See, in high school I was known as the "good girl". My parents sheltered me, and I was always involved in activities that kept me busy and out of trouble. Not to mention I also had a boyfriend who pretty much held me down all of high school (in a good way of course). I am a first generation college student, and had no idea what to except coming into my first year. I did know however that I wanted to have fun and really get the full college experience. With that I decided to rush so I could have a sense of belonging. Sooner than I knew it was the first day of classes, and my new friends had invited me to a party on a Monday night and all of sylly week. I didn't hesitate to say no, I was excited to go out and I had actually been broken up with the same day, so I thought partying would be better than staying home all night crying and fighting over the phone. So I partied that night, just about every night that week, and all throughout the semester, and that's when all the backlash arrived.

These parties were like something I had never seen, the type of parties you see in movies. I obviously posted them on my Snapchat stories and pictures on my Instagram. While I was out living my best life there was people constantly downgrading me just because they didn't agree with what I was doing. People from high school were spreading rumors about me, even the teachers! I would constantly get sent tweets about me, old friends would tell I changed for the worst and they hated the "new" me. However, for the people who actually knew me they supported me 100% and knew I was just as serious about my academics.
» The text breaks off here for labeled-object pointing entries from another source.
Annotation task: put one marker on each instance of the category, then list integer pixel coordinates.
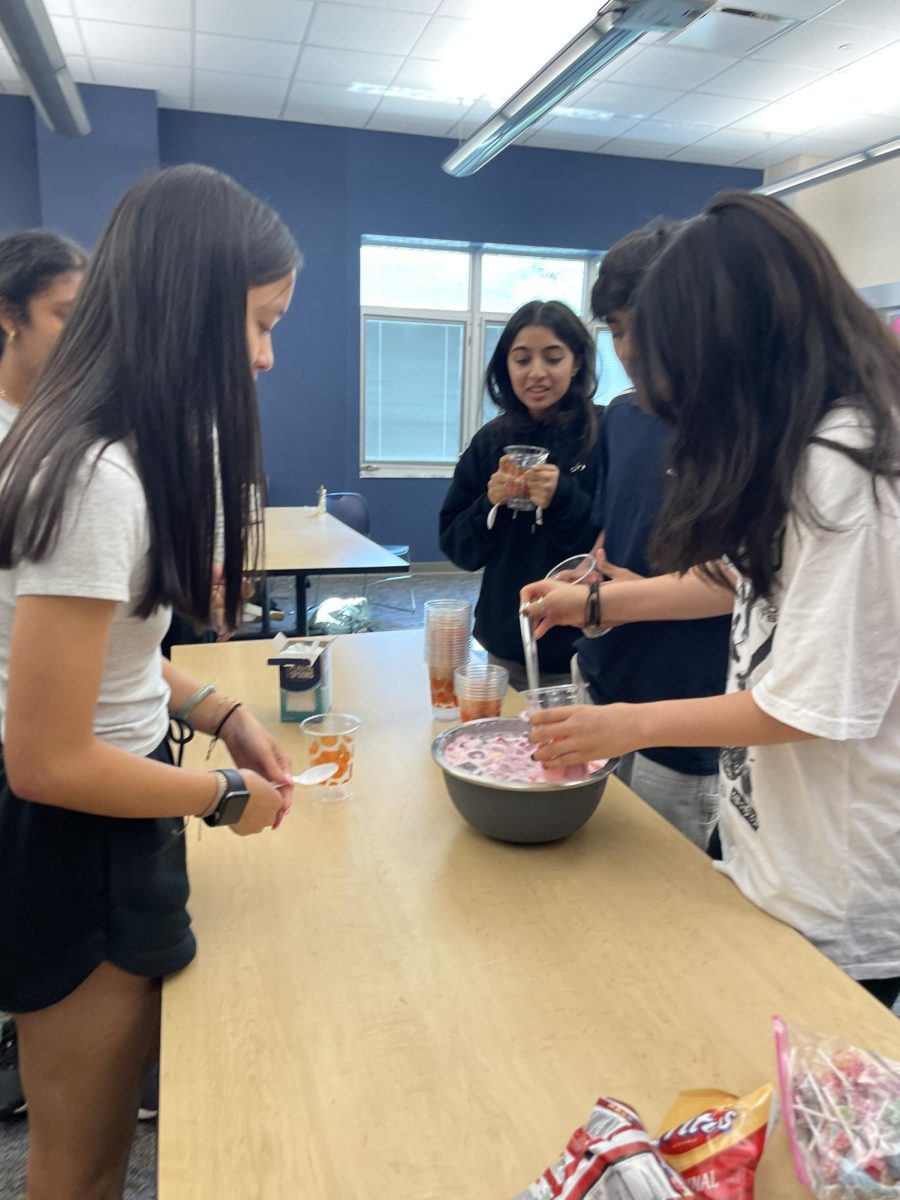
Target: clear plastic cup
(522, 459)
(448, 645)
(330, 738)
(559, 696)
(576, 569)
(480, 689)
Everyone just had their image of who I was in high school still in their mind, but many different factors made me blossom into who I am now. For the most part I played the role of "being the bigger person". I deleted people off my snapchat that I knew would stir the pot, I unfollowed many others as well. No matter what I did, those specific few would have only chose to see the bad side of me. I decided the best thing to do was let go of that negativity and work hard to prove them all wrong.

So, I leave you all with this. Maybe the party scene isn't your cup of tea, or maybe you cannot wait to go to your first college party. Whatever the situation might be, just do whats best for you, and what makes you happy. As long as you know exactly what you're doing, don't worry about others say. College is a place to find yourself, and that's going to include lots of lessons along the way. The people who talk down on you are honestly clueless on the whole story, and chances are most of them might be in your exact same position soon. Live your life for yourself, and remember even though college is fun. You do need to find the balance between work and play. No one will be around to tell you what to do, which is both a blessing and a curse.